Personal information
- Full name: Dmitri Anatolyevich Pyatibratov
- Date of birth: 24 May 1976 (age 50)
- Place of birth: Belaya Kalitva, Russia
- Height: 1.85 m (6 ft 1 in)
- Position: Defender

Team information
- Current team: FC Tekstilshchik Ivanovo (manager)

Senior career*
- Years: Team / Apps / (Gls)
- 1993: FC Rostselmash-d Rostov-on-Don / 24 / (0)
- 1994–1995: FC Metallurg Krasny Sulin / 52 / (1)
- 1996: FC Rostselmash-d Rostov-on-Don / 7 / (0)
- 1997: FC Metallurg Krasny Sulin / 23 / (2)
- 1999–2000: FC Shakhtyor Shakhty / 48 / (15)
- 2001: FC Avtodor Vladikavkaz / 15 / (1)
- 2001–2002: FC Alania Vladikavkaz / 11 / (1)
- 2002: FC Volgar-Gazprom Astrakhan / 9 / (1)
- 2003–2006: FC Amkar Perm / 73 / (4)
- 2006: FC Zvezda Irkutsk / 30 / (2)
- 2007: FC Mordovia Saransk / 22 / (4)
- 2008: FC Irtysh Pavlodar / 2 / (0)
- 2008: FC Ryazan / 7 / (1)
- 2009: FC Zhemchuzhina Sochi / 22 / (1)

Managerial career
- 2010–2011: FC Zhemchuzhina-Sochi (assistant)
- 2013–2014: FC Sochi
- 2014: FC Sochi (assistant)
- 2019–2020: FC Mordovia Saransk (assistant)
- 2020–2022: FC Fakel Voronezh (assistant)
- 2022–2023: FC Fakel Voronezh
- 2023–2024: FC Chayka Peschanokopskoye
- 2024–2025: FC Fakel Voronezh
- 2026–: FC Tekstilshchik Ivanovo

= Dmitri Pyatibratov =

Russian footballer and coach (born 1976)

Dmitri Anatolyevich Pyatibratov (Дмитрий Анатольевич Пятибратов; born 24 May 1976) is a Russian professional football coach and a former player who is the manager of FC Tekstilshchik Ivanovo.

==Club career==
He made his debut in the Russian Premier League in 2001 for FC Alania Vladikavkaz.

==Coaching career==
On 6 September 2022, Pyatibratov was appointed caretaker manager of FC Fakel Voronezh in the Russian Premier League. On 18 September 2022, he was confirmed as Fakel's manager on a permanent basis. He left Fakel by mutual consent on 30 April 2023.

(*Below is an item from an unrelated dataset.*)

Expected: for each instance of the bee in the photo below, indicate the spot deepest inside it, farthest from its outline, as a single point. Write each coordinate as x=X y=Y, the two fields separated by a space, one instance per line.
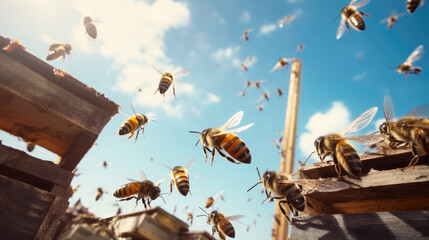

On 8 June 2024, FC Chayka Peschanokopskoye under Pyatibratov's management secured promotion to the second-tier Russian First League for the 2024–25 season.

On 13 August 2024, Pyatibratov returned to FC Fakel Voronezh. He resigned from Fakel on 30 March 2025, with the club in relegation spot.